Available for purchase today at State News Reprints.


EVENT CALENDAR More Events »

Commentary

Add your $0.02, go to the comment form or follow the comment feed

Eliot Singer
(06/30/10 10:49am)
Report
Comment

I am delighted for Professor Pinnavaia and hope his research does turn into a profitable venture. However, as a critic of East Lansing government’s incessant propaganda, I feel compelled to remind people that this is just some seed money for an invention that is still far from attracting big-league venture capital, and that even inventions that do attract big-league venture capital have only about a one in ten chance of ever turning a profit. At least this seed money is more serious than the penny-ante stuff at the taxpayer-subsidized, money-losing, so-called Technology Innovation Center, but let’s not allow the hype-machine to blow it out of proportion.

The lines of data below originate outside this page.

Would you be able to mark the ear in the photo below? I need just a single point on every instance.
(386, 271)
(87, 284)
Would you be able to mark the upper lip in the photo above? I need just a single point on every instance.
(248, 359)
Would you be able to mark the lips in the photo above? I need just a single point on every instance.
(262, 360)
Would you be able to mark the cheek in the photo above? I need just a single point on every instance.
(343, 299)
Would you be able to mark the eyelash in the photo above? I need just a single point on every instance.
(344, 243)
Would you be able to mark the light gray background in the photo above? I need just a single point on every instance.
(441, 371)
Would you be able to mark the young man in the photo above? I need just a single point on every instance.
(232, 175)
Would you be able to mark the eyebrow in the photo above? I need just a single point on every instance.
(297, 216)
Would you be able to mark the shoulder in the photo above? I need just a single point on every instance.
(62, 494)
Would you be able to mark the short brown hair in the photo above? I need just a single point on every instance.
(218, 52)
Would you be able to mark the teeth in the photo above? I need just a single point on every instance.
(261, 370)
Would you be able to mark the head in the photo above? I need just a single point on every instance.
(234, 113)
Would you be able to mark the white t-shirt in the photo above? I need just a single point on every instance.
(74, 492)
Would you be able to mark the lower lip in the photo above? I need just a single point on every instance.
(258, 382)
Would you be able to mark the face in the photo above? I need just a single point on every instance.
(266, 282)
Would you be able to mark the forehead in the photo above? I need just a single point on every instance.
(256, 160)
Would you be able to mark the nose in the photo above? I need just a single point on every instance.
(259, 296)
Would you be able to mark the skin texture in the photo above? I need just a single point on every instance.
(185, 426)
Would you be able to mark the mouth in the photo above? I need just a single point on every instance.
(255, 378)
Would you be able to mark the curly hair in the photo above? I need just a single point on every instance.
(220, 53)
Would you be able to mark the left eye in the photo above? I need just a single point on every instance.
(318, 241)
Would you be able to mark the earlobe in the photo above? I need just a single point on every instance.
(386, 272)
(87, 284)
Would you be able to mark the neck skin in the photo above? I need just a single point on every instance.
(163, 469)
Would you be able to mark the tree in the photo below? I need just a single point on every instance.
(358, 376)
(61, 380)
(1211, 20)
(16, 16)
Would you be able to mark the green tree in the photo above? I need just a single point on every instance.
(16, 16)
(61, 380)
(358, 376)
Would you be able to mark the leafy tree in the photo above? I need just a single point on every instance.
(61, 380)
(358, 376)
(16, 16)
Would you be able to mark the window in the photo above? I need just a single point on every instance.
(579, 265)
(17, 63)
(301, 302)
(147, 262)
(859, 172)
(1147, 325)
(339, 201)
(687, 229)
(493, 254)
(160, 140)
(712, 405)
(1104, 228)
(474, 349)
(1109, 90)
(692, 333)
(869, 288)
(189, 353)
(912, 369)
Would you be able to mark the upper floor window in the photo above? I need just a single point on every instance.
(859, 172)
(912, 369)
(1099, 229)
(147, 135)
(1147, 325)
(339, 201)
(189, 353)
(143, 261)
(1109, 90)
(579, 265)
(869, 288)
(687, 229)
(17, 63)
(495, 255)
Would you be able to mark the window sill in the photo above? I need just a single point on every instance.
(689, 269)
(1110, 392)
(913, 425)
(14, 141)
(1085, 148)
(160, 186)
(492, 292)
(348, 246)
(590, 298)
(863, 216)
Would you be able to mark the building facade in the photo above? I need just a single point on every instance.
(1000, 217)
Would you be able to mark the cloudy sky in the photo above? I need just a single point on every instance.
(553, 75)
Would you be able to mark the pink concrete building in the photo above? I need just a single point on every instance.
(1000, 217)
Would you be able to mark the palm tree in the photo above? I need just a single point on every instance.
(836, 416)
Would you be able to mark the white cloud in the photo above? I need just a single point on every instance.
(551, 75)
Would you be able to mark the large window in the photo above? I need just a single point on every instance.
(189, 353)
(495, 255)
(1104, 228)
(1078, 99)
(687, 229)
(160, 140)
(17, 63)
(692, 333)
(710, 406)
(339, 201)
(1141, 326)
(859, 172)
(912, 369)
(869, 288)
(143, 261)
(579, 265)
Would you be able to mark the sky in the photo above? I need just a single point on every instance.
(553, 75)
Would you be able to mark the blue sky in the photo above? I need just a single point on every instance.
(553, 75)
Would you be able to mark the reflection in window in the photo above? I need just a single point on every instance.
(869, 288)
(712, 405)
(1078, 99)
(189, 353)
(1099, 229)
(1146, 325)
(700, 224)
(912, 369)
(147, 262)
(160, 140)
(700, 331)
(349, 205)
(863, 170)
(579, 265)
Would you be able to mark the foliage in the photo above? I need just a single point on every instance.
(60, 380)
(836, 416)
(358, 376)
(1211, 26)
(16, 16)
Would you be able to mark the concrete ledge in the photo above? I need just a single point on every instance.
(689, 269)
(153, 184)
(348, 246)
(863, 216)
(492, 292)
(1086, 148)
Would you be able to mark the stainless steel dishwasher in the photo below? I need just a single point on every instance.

East Lansing is going through difficult financial times, along with the state and the country. With cutbacks at MSU, state government, etc., the reality is grim for the foreseeable future. The people running East Lansing don’t like to talk about that, and they certainly don’t want to talk about the terrible job they are doing about slippery sidewalks or irresponsible landlords who neglect their properties, and a host of other problems that could be solved for little or no cost to taxpayers if they took a problem-solving approach to government instead of a public relations one. For years, the agenda in City Hall has been to imagine some glorious, upscale, transformation of East Lansing, and little matters like the bursting real estate bubble and hard economic times have only increased their ardor. So, every time there is anything that shows a glimmer of economic development hope, and often when the glimmer is only in the eye of the hypster, there is big press, then when nothing comes of it, of course, that goes unmentioned. I know a people who are convinced East Lansing/Lansing has been selected for Google’s high-speed Internet experiment, when we are just one of the applicants, because of the way the story has been spun. If we get (or already have been, for all I know) rejected, don’t expect a press release.

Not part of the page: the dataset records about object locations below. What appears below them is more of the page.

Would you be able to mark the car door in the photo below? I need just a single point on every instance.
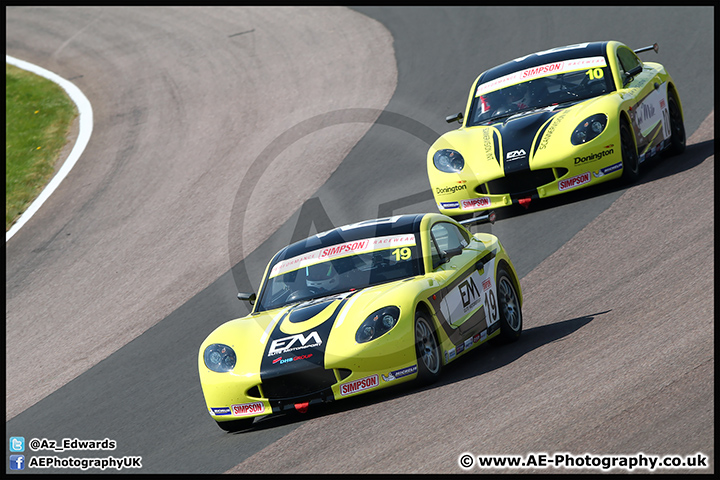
(468, 303)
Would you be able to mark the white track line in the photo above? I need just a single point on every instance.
(86, 125)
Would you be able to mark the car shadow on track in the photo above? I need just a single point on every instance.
(650, 171)
(484, 359)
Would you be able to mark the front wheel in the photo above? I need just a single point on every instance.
(509, 308)
(427, 350)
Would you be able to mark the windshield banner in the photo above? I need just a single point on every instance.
(553, 68)
(364, 245)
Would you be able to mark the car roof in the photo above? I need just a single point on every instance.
(590, 49)
(398, 225)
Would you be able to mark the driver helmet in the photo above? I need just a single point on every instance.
(322, 276)
(516, 92)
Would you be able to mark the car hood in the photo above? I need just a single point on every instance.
(515, 143)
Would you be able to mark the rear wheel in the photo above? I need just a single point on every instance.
(236, 425)
(509, 308)
(631, 163)
(677, 128)
(427, 350)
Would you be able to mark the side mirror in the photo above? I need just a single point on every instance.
(631, 73)
(453, 252)
(454, 118)
(248, 297)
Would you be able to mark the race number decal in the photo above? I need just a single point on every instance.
(491, 304)
(472, 294)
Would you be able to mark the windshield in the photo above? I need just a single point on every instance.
(340, 268)
(539, 87)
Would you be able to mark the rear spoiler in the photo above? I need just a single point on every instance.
(654, 46)
(488, 217)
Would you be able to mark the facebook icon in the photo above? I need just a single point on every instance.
(17, 444)
(17, 462)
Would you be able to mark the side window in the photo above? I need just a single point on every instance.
(447, 237)
(628, 60)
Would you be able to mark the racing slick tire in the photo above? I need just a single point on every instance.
(677, 128)
(508, 308)
(631, 162)
(236, 425)
(427, 350)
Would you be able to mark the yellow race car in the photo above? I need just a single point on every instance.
(552, 122)
(360, 308)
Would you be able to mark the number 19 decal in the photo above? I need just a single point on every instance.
(491, 307)
(401, 253)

Here is why this matters, along with the basic credibility gap that happens with little boys who cry wolf. City Hall continues to push for, and commit tax dollars to, high risk development projects—the latest proposal for the failed East and West Village, the unending push for City Center II, which was always based on wishful thinking not a viable balance-sheet, building more and more residential units, despite the glutted market, etc. The excuse for this is the hype that a local economic boom, with an influx of well-heeled people, is just around the corner. We can certainly hope Professor Pinnavaia’s invention, or something else, does bring well-paying jobs into the community. But acting as if possibilities, and impossibilities, have already succeeded is magical thinking and a threat to the financial solvency of the city and its residents.

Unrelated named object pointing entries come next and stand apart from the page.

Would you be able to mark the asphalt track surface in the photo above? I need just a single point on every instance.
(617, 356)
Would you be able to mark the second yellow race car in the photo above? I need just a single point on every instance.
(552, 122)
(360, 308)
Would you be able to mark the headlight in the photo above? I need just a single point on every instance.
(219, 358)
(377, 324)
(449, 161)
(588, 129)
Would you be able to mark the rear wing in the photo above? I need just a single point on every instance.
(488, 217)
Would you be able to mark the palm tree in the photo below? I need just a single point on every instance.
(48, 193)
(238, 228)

In my real world, I am about to walk to campus and will pass, in the course of two blocks, four houses for sale, one of which, owned by a developer (formerly a rental with some delightful State News people as tenants), has been empty for almost four years (another for two years), not to mention a landlord-neglected, nuisance rental about which city government refuses to do anything, that drives down property values and makes the for-sale houses even harder to sell. I will be walking over dangerously broken sidewalks, for which the city can be held liable if someone gets injured, that should have been a priority to fix when the government was flush and wasting money hiring consultants for its fantasy projects, sidewalks in such bad shape, joggers with strollers are forced into a curvy, poor visibility, street with reckless drivers taking short-cuts through the neighborhood, and on which parents cannot teach their children to ride a bike. When East Lansing and the local press are willing to give equal time to news stories about this reality, then I will join in the celebration of what I hope, for once, is an invention that is not just the invention of the public relations folks.